If we’re heading in this direction, let’s look at the pieces more closely:

  • Why the leading pound? # usually syntactically mimics a constant, function, or statement; here, it’s just sort of a floating token on the front of something else. And in constructs like #raw##"href="#sidebar""##, I think it significantly contributes to the claustrophobic feel.

  • I also think we might want to use backticks instead of pounds for the alternate delimiter. Again, this is partly because pound is a character with a ton of visual weight; if you have a mass of confusing backslashed punctuation in a string literal, removing the backslashes but adding a few pound characters is a two-steps-forward-one-step-back thing. Also, backticks are rarely used—of all the characters the lexer would allow us to choose, I suspect it's the least likely to appear in a string literal.

Four options:

// Leading pound with pound delimiter
run(#raw##"swift -### > "`mktemp \"tmp XXXX\""`""##)
// Leading pound with backtick delimiter
run(#raw``"swift -### > "`mktemp \"tmp XXXX\""`""``)
// No leading pound with pound delimiter
run(raw##"swift -### > "`mktemp \"tmp XXXX\""`""##)
// No leading pound with backtick delimiter
run(raw``"swift -### > "`mktemp \"tmp XXXX\""`""``)

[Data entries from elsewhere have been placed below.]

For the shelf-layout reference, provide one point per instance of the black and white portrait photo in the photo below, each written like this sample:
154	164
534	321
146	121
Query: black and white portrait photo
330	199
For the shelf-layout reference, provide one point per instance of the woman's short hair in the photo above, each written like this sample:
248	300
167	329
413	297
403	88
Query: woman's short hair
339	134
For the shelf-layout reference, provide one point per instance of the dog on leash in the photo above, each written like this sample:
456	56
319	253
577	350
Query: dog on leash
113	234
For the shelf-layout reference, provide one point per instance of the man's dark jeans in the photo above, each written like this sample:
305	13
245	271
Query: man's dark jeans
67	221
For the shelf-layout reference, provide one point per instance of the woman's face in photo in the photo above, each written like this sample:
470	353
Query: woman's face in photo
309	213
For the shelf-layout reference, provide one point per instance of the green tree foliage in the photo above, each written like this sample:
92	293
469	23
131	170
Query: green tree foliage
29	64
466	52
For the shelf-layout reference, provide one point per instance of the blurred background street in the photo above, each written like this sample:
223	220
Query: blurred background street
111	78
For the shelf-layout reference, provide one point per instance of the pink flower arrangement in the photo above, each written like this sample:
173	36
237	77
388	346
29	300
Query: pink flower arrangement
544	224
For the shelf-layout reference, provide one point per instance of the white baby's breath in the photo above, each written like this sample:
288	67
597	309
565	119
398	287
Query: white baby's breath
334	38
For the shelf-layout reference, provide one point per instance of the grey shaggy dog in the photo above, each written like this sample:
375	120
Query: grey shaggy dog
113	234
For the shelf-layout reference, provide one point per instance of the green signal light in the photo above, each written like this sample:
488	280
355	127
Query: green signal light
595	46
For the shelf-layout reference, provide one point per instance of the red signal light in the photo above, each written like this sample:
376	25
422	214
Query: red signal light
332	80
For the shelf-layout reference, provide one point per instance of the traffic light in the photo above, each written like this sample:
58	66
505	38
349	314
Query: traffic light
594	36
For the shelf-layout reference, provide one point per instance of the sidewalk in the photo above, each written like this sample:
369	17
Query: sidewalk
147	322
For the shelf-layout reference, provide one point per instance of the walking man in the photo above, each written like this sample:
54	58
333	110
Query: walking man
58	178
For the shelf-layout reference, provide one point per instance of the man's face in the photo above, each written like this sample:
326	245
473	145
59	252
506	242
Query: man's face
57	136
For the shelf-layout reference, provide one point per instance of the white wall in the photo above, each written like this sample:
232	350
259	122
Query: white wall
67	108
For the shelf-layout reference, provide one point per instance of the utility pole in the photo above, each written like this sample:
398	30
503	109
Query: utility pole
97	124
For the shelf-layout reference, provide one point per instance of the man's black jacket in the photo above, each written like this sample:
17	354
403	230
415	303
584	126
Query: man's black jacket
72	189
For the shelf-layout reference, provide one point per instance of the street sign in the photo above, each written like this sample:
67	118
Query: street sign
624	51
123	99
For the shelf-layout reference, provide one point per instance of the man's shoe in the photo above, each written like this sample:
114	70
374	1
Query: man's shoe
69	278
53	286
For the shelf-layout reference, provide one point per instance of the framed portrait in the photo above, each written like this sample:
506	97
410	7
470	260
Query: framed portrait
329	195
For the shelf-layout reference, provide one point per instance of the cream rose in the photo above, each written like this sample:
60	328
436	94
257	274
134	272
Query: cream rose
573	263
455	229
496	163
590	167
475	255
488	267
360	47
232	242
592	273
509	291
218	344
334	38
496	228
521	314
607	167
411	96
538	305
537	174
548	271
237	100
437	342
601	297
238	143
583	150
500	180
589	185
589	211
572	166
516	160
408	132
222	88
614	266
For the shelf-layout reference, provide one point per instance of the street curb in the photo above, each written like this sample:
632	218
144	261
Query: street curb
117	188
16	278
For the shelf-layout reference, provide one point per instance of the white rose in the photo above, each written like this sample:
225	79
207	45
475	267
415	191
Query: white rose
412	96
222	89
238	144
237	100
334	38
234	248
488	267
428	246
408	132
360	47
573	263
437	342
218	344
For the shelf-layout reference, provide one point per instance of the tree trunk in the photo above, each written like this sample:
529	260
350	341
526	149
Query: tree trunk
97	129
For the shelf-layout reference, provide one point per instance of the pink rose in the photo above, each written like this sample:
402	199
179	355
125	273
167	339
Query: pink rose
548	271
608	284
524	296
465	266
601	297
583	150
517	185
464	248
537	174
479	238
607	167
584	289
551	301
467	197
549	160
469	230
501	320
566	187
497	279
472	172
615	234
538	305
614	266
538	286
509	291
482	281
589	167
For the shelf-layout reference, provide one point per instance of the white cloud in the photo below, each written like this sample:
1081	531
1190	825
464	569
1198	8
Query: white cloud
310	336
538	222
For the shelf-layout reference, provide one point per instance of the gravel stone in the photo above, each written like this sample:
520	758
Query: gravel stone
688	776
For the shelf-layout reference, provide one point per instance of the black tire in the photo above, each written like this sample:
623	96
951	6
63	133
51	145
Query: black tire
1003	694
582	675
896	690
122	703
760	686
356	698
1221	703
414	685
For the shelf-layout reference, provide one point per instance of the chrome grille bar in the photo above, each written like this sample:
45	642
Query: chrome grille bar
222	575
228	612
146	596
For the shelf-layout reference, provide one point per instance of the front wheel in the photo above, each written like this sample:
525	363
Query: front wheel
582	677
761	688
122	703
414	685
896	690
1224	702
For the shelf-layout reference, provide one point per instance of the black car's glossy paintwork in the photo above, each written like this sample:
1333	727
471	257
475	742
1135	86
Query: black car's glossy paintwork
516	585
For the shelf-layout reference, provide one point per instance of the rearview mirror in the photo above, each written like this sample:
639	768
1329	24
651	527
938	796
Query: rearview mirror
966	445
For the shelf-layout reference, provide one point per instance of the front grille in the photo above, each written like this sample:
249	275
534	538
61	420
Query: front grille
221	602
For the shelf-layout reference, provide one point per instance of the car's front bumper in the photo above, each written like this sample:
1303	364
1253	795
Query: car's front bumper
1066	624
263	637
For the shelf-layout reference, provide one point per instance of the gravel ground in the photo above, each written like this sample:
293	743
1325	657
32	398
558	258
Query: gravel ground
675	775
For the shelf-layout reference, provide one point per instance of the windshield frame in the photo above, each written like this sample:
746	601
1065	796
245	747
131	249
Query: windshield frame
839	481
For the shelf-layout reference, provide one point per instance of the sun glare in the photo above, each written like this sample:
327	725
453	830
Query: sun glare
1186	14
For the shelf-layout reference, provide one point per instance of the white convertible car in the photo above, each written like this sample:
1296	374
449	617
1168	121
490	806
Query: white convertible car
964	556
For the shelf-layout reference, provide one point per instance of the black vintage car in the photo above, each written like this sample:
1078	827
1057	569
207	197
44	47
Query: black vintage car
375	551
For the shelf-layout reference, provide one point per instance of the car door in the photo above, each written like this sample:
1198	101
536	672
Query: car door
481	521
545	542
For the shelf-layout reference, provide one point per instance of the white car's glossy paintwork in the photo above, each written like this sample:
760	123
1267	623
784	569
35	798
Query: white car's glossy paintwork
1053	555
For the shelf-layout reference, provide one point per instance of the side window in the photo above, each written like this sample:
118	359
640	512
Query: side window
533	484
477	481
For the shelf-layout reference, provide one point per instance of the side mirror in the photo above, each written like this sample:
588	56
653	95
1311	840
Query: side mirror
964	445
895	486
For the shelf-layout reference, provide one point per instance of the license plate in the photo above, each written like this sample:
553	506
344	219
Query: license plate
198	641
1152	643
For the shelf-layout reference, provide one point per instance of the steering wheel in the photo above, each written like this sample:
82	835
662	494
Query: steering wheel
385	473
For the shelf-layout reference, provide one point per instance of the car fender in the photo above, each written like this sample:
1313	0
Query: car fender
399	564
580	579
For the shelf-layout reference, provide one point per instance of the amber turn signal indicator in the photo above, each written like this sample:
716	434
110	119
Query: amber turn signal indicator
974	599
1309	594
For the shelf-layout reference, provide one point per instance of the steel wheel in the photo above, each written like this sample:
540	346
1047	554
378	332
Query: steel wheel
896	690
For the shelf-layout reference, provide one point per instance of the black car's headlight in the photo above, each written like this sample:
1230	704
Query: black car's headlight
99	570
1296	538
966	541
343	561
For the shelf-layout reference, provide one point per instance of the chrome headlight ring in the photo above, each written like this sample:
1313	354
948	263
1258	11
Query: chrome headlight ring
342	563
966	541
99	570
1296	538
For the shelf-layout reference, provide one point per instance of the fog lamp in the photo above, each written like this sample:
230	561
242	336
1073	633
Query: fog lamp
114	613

Maybe this will sound funny, but then at least I contributed a few laughs.

How about introducing a new RawString type or perhaps dedicated initializer with the existing String type:

let rawString: RawString = "same as normal string but without escaping"

let rawString = String(raw: "same as normal string but without escaping")

but make it in such a way that compiler intentionally does not escape those, is that even possible?

Anyway, if it is, that feels very swifty to me, so I just wanted to share with you...

2 Likes

Yes why do we keep going over it when it plainly states in the Commonly Rejected Changes document that it ain't never gonna happen?